Why you should have this spice in your kitchen: Perfect in tomato- and meat-based sauces and bold pasta dishes, oregano is also wonderful when paired with garlic—for the best garlic bread, brush slices with fresh-pressed extra virgin olive oil and top with a few grinds of oregano pearls before they go into the oven. Flat breads and focaccia will benefit, too. Oregano adds great flavor to grilled fish, roasted chicken, and all kinds of meat, especially lamb (kebabs and patties in particular), and to your favorite chili recipe. Beyond pasta and pizza, sprinkle it on Greek salad,omelets, frittatas, roasted potatoes, and even fries. 

For Your Best Health: Imperfect calorie counting may be good enough

For Your Best Health

Spices and Your Health 

As with all chile peppers, at the heart of black Urfa chili’s heat is capsaicin, the naturally occurring compound that determines how sweet or hot a pepper is. Capsaicin has antioxidant and antibacterial properties, so it may help protect against infection, improve digestion, and possibly one day have a role in anti-cancer therapies. According to a report published in the journal Molecules, there’s some evidence that eating hot pepper, like Urfa chili, every day helps curb hunger and may even lead to a higher calorie burn rate. Research is underway to figure out the best daily amount, but in the meantime you can test out the theory yourself. 
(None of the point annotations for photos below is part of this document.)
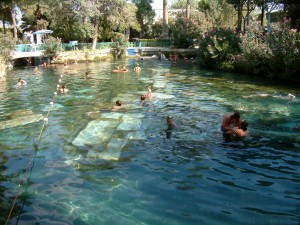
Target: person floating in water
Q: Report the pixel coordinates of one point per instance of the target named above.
(137, 68)
(64, 89)
(149, 93)
(124, 69)
(171, 125)
(297, 128)
(21, 82)
(142, 101)
(241, 129)
(116, 70)
(87, 76)
(118, 106)
(230, 121)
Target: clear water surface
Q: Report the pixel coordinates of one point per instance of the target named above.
(98, 166)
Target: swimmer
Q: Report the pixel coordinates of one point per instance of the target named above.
(297, 128)
(87, 76)
(116, 70)
(241, 130)
(137, 68)
(64, 89)
(124, 69)
(149, 94)
(36, 70)
(170, 123)
(118, 106)
(229, 120)
(21, 82)
(291, 96)
(142, 101)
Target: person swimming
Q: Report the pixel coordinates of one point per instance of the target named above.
(137, 68)
(117, 69)
(118, 106)
(21, 82)
(64, 89)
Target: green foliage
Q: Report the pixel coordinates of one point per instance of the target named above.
(255, 49)
(52, 46)
(218, 47)
(185, 32)
(145, 16)
(181, 4)
(276, 53)
(119, 45)
(7, 45)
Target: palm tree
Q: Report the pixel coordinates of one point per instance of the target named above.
(188, 8)
(165, 20)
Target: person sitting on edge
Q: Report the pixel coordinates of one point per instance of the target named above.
(124, 69)
(137, 68)
(229, 120)
(64, 89)
(118, 106)
(241, 129)
(116, 70)
(21, 82)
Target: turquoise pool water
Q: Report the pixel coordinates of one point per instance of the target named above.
(98, 166)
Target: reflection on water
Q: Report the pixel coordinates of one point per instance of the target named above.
(98, 166)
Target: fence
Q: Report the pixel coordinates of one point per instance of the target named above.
(100, 45)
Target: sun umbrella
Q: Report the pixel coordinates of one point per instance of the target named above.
(43, 32)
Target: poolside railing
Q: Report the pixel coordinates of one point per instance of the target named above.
(99, 45)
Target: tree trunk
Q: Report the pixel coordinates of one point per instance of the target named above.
(3, 23)
(240, 15)
(13, 17)
(95, 38)
(165, 20)
(262, 15)
(188, 8)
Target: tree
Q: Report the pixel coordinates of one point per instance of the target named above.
(238, 5)
(165, 20)
(214, 16)
(7, 45)
(145, 16)
(181, 4)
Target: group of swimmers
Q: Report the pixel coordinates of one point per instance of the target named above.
(117, 69)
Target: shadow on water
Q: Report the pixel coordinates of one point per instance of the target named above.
(98, 166)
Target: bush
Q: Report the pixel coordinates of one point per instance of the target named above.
(255, 49)
(119, 46)
(52, 46)
(218, 47)
(276, 53)
(7, 46)
(185, 32)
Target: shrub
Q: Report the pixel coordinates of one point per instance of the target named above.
(7, 46)
(52, 46)
(185, 32)
(119, 45)
(217, 48)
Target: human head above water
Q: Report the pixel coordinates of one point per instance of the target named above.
(118, 103)
(236, 115)
(244, 125)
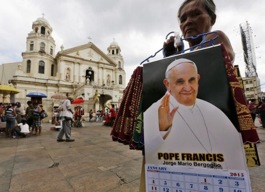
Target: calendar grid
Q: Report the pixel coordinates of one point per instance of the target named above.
(168, 179)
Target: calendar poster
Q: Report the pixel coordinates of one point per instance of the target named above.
(200, 149)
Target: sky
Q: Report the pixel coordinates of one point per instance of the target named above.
(138, 26)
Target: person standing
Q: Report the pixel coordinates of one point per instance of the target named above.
(29, 114)
(252, 108)
(10, 119)
(20, 112)
(66, 114)
(36, 125)
(112, 114)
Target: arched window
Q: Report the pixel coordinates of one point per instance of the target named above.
(67, 75)
(28, 66)
(51, 50)
(42, 47)
(42, 30)
(31, 46)
(120, 79)
(52, 70)
(41, 67)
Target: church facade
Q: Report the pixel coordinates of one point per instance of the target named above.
(80, 72)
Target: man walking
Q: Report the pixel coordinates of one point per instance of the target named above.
(66, 114)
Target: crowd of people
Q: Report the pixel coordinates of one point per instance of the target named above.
(21, 121)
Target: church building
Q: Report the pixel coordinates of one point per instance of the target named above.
(83, 71)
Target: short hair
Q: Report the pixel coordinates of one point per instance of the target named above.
(178, 62)
(208, 5)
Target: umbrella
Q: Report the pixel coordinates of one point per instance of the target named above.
(58, 96)
(78, 101)
(7, 89)
(36, 94)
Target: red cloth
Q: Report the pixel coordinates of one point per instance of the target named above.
(246, 124)
(124, 123)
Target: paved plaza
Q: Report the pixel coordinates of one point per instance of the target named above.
(93, 163)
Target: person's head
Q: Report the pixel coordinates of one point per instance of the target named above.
(181, 81)
(70, 99)
(23, 121)
(18, 104)
(196, 17)
(29, 103)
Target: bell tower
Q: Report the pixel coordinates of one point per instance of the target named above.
(114, 52)
(38, 59)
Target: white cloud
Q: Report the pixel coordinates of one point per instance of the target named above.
(139, 26)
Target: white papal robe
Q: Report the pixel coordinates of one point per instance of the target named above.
(200, 131)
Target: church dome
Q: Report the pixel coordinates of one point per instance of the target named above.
(41, 21)
(113, 45)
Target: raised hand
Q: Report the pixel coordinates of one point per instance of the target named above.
(165, 116)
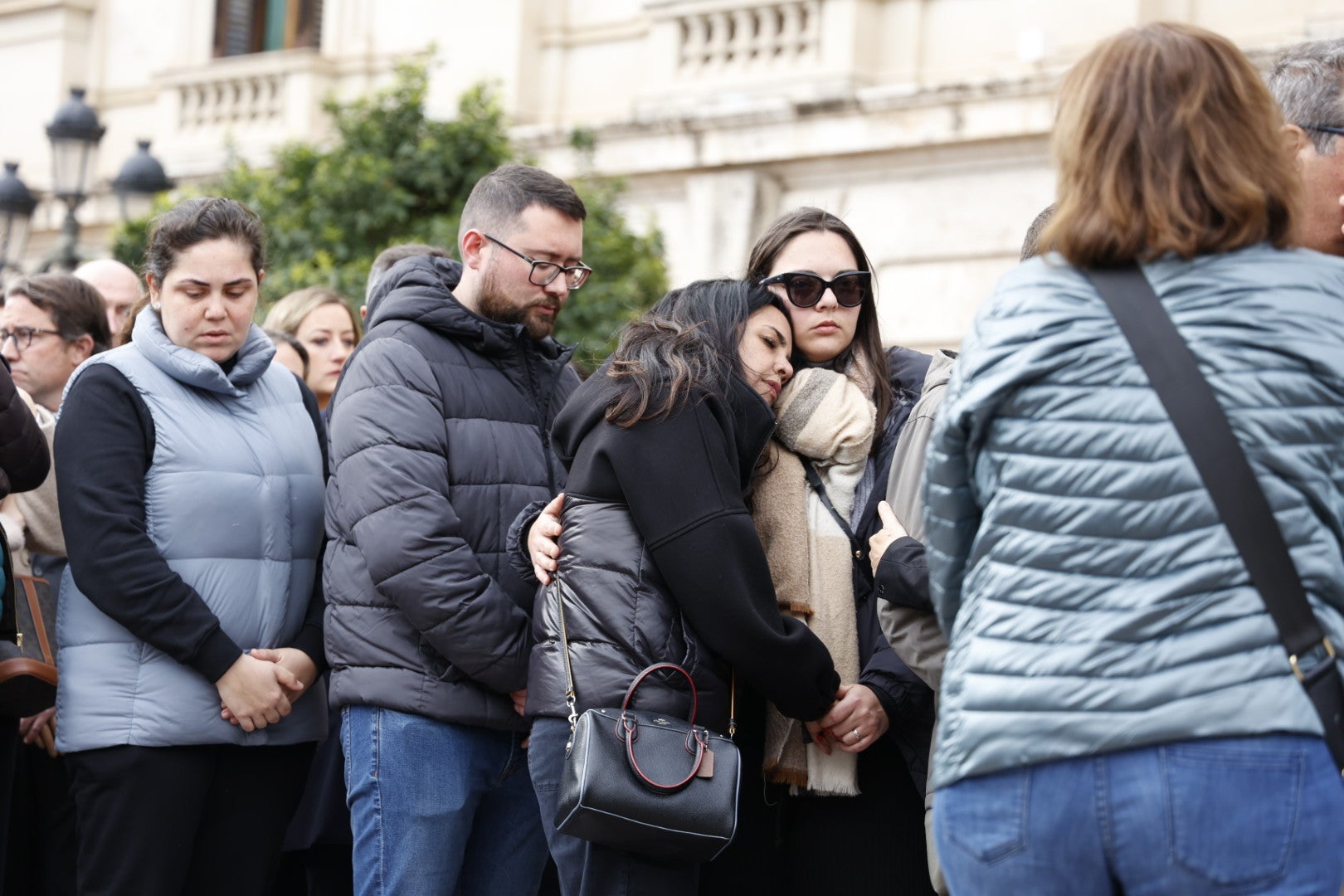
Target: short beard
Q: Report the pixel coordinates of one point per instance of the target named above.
(494, 304)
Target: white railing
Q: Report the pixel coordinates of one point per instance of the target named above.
(749, 38)
(245, 100)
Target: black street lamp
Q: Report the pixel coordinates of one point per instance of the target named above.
(140, 179)
(74, 134)
(17, 207)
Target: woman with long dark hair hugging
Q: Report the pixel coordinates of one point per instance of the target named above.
(660, 561)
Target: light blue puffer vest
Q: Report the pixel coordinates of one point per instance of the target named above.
(234, 504)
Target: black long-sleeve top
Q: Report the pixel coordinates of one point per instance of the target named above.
(105, 441)
(683, 480)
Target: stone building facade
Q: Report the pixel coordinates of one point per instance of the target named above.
(923, 123)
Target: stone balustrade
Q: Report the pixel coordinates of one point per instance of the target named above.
(749, 37)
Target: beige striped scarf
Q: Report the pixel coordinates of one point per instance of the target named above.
(830, 418)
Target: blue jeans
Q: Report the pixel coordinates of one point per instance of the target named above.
(585, 868)
(438, 809)
(1222, 816)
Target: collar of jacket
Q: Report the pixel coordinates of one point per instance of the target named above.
(195, 370)
(756, 426)
(421, 289)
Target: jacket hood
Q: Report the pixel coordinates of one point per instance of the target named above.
(940, 370)
(420, 289)
(753, 421)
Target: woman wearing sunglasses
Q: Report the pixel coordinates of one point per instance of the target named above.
(847, 805)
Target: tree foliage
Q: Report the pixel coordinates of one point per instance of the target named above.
(394, 175)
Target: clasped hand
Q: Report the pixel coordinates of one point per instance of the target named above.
(262, 685)
(543, 540)
(854, 723)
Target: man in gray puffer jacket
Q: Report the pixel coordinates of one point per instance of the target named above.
(440, 434)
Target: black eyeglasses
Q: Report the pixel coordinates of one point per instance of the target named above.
(22, 336)
(850, 288)
(543, 273)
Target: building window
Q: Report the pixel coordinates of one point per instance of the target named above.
(257, 26)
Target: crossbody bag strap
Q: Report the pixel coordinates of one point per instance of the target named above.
(1220, 461)
(570, 694)
(815, 481)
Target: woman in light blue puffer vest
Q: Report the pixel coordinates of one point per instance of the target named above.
(1118, 713)
(190, 625)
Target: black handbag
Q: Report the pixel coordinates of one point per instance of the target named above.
(27, 663)
(1231, 483)
(647, 782)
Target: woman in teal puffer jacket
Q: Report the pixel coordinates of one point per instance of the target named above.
(1118, 713)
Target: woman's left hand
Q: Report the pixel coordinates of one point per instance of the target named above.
(41, 730)
(882, 539)
(856, 720)
(292, 659)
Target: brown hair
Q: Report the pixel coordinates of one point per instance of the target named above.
(502, 197)
(1166, 141)
(75, 306)
(689, 340)
(197, 221)
(867, 334)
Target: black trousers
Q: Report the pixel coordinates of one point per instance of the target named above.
(169, 821)
(42, 826)
(8, 746)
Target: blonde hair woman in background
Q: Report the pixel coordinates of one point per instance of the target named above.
(327, 327)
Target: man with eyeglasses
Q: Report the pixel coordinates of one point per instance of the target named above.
(1308, 82)
(440, 436)
(49, 325)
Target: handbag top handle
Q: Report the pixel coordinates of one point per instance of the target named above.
(1241, 503)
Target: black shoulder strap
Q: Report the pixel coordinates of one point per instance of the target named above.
(1227, 475)
(815, 481)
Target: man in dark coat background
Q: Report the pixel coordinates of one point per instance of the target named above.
(440, 434)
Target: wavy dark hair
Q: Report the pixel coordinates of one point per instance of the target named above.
(689, 340)
(867, 334)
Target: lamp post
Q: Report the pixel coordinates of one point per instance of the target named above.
(140, 179)
(17, 207)
(74, 134)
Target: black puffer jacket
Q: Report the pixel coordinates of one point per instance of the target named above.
(660, 562)
(438, 438)
(24, 460)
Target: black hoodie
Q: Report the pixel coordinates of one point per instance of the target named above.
(682, 480)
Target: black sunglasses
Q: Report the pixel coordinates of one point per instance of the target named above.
(850, 288)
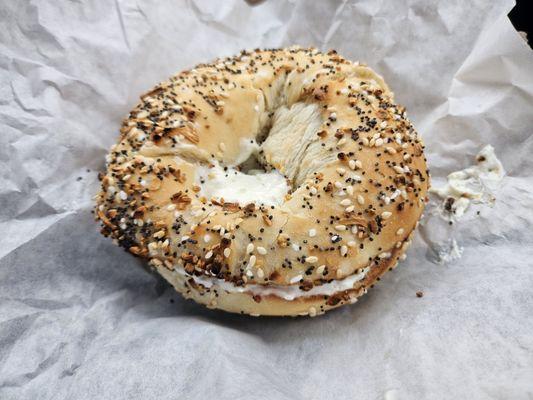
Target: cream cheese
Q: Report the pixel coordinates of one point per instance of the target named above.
(285, 292)
(234, 186)
(473, 184)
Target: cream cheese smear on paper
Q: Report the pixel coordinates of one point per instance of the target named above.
(475, 184)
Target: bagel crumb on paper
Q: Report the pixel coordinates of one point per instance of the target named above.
(276, 182)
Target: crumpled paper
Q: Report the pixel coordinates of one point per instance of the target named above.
(80, 318)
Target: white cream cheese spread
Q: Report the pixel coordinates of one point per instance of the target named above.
(285, 292)
(473, 184)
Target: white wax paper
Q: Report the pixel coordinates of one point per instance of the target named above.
(80, 318)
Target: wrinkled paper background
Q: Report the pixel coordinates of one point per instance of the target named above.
(80, 319)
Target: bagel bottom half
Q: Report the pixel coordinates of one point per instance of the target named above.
(246, 302)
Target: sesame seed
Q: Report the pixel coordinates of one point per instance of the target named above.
(295, 279)
(251, 263)
(159, 234)
(250, 248)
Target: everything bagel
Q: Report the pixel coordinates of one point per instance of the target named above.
(275, 182)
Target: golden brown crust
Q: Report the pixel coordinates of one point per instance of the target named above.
(363, 196)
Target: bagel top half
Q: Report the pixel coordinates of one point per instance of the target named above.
(284, 169)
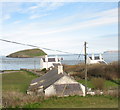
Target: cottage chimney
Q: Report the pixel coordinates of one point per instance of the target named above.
(101, 58)
(56, 59)
(60, 69)
(46, 58)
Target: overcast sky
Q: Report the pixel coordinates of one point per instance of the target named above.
(60, 25)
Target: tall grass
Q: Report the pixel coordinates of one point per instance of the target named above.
(108, 72)
(14, 99)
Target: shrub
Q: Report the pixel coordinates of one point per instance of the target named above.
(98, 83)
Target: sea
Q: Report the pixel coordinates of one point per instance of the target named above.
(34, 63)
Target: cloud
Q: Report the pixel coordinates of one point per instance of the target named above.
(37, 16)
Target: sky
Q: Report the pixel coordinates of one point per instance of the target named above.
(59, 25)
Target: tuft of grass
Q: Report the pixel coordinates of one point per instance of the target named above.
(76, 102)
(107, 84)
(17, 81)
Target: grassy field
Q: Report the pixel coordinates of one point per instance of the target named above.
(15, 85)
(77, 102)
(16, 81)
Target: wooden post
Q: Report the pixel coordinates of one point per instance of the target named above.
(85, 68)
Oregano is one of the most widely used botanicals in herbal medicine, thanks to its high concentration of plant nutrients. Phytochemical compounds such as flavonoids and phenolic acids give it the triumvirate of health benefits: antibacterial, antioxidant, and anti-inflammatory properties. Sipping a tea made from dried oregano, for instance, can calm an upset stomach or a cough. It’s also being looked at to help stave off diabetes—researchers at the University of Illinois found that it disrupts a diabetes-related enzyme and merits serious investigation. It may also boost liver health. 

Quick Kitchen Nugget: Rinsing Lettuce

Quick Kitchen Nugget

Measuring Out Spices

While measuring spoons are the tried-and-true way most people measure quantities, you might find more and more references to gram weights for ingredients in recipes. That’s because weight can be more precise than volume, especially when measuring whole spices that don’t fit perfectly in a spoon. An electronic scale with a bright digital readout will be a great addition to your kitchen gadgets.